KEVIN LAW: I had an educated guess that he was going to get a life-threatening infection this winter: either a urinary tract infection, pneumonia, or COVID. I wasn’t there, but I really don’t think he suffered. Maybe that’s my mind playing tricks on me, but I’ve seen patients like this. When they’re very infirm, they become unconscious and go quickly.
I know my mom had some anger about it and felt like he hadn’t been protected at the nursing home. But I’d like to think that the institution did its due diligence to protect the patient. Unfortunately, this latest iteration of COVID is very infectious. If you’re susceptible, I don’t think there’s any escaping it, whether you’re out in public or in an institution.
Has being on the front lines of the pandemic made it harder for you to cope with Grandpa’s decline?
KL: I don’t think I was as present for my parents as I would have been ordinarily, and that that was frustrating. I’m very busy, they’re in another part of the country, and at times it’s been risky to travel.
I was surprised that you worked on the day that Grandpa passed. lt must have been hard for you.
KL: For your own mental health, you have to learn how to separate work, play, and personal life. I compartmentalize. You have to be able to do your job. You learn over time—as hard as it is, sometimes—to not let it interfere with your professional functioning. If I did, it would be very difficult to function.

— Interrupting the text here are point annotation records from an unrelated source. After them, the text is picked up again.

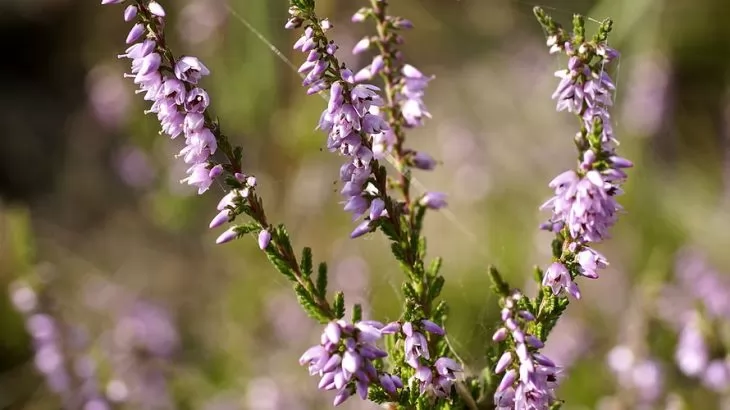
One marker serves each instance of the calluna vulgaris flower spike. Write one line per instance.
(366, 124)
(584, 206)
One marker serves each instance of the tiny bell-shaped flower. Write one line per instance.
(433, 200)
(156, 9)
(227, 236)
(135, 33)
(130, 12)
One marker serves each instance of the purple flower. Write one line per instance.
(557, 277)
(413, 85)
(344, 360)
(190, 69)
(437, 378)
(179, 104)
(351, 120)
(532, 384)
(264, 238)
(585, 205)
(590, 261)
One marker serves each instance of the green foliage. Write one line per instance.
(356, 313)
(309, 305)
(321, 285)
(280, 263)
(305, 263)
(339, 305)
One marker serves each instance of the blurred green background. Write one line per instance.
(93, 216)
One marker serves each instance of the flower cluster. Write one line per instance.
(59, 353)
(584, 207)
(143, 342)
(407, 84)
(698, 305)
(587, 262)
(344, 359)
(531, 385)
(438, 377)
(352, 121)
(172, 87)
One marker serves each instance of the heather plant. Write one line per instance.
(367, 114)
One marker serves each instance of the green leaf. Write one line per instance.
(280, 264)
(389, 230)
(306, 262)
(321, 286)
(309, 305)
(356, 313)
(418, 220)
(436, 286)
(435, 267)
(579, 28)
(440, 312)
(409, 292)
(247, 228)
(339, 305)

A lot of people said I should have taken the day off, I should have taken a week off. I certainly contemplated that, but it would have just been way too much for the people I work with. They would have been overwhelmed.

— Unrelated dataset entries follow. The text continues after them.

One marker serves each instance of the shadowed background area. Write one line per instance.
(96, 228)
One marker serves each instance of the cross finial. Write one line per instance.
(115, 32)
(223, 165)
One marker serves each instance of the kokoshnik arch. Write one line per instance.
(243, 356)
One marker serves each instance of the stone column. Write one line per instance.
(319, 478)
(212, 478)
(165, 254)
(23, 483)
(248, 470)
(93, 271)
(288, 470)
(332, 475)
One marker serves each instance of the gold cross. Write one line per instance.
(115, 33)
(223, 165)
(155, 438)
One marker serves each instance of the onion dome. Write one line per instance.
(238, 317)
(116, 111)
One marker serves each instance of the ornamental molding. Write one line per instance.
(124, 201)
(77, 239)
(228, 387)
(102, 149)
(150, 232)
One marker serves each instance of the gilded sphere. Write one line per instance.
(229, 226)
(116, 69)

I have pretty complicated feelings about the circumstances of Grandpa’s death, because like you, I expected he would pass anyway. But it just feels bad that people didn’t try harder to stop the virus from spreading.
KL: Over time, I learned not to waste a lot of energy on people’s behavior that I can’t change. I try to work on it with individuals, and I do get frustrated at times, dealing with individuals that don’t have a good explanation for why they’re not getting vaccinated. The fact that some people are going to be resistant to it is just human nature, and there’s nothing I can do to change that.
I do see people who, even though they’re not doing well, are still happy with their decision that they weren’t vaccinated, which is a remarkable thing to me. Or they’re willing to accept their fate, such as it is.
How have patients been treating you recently at this point in the pandemic?
KL: I see a lot of impatience. I see a general lack of understanding. I don’t think they have as much empathy for us when we’re fatigued or working hard or late or running behind. I think people were very sympathetic at first, and I don’t think they are anymore.
They have to understand that a lot of us are still in that same position. We’re still working much harder than we normally would. Even though most of us are vaccinated, we’re still putting our livelihoods and our health at risk. We’re really still working for the public and individuals. If they have some anger or frustration over this whole thing, it shouldn’t be targeting medical workers.
How do you deal with your own anger at people for not getting vaccinated? How do you take care of yourself?
KL: There are times when I have empathy fatigue: when I don’t feel as empathetic as I would normally feel for a sick, infected patient if they’re not vaccinated. I have plenty of empathy for people who did get vaccinated but got sick in spite of it.
Anger is a strong word. It’s more frustration and the feeling of impotence over the situation at times. The time I most feel it is when we’re very busy in the hospital. I’ve seen 30 hospitalized COVID patients in a single day, sometimes 35. It wears you down. Maybe my experience helps me to handle the pain of my dad’s death a little better. And it helps minimize my anger and frustration.
I think that some of the anger that people have about the virus, and the restrictions that have been placed on them, are somehow transferred onto physicians, nursing staff, and hospital workers. When I feel like somebody is targeting me or displacing their anger, this is something that I can call upon to kind of defuse that situation. I say, “Listen, I lost my dad to this as well. So on some level, I understand what you’re feeling.”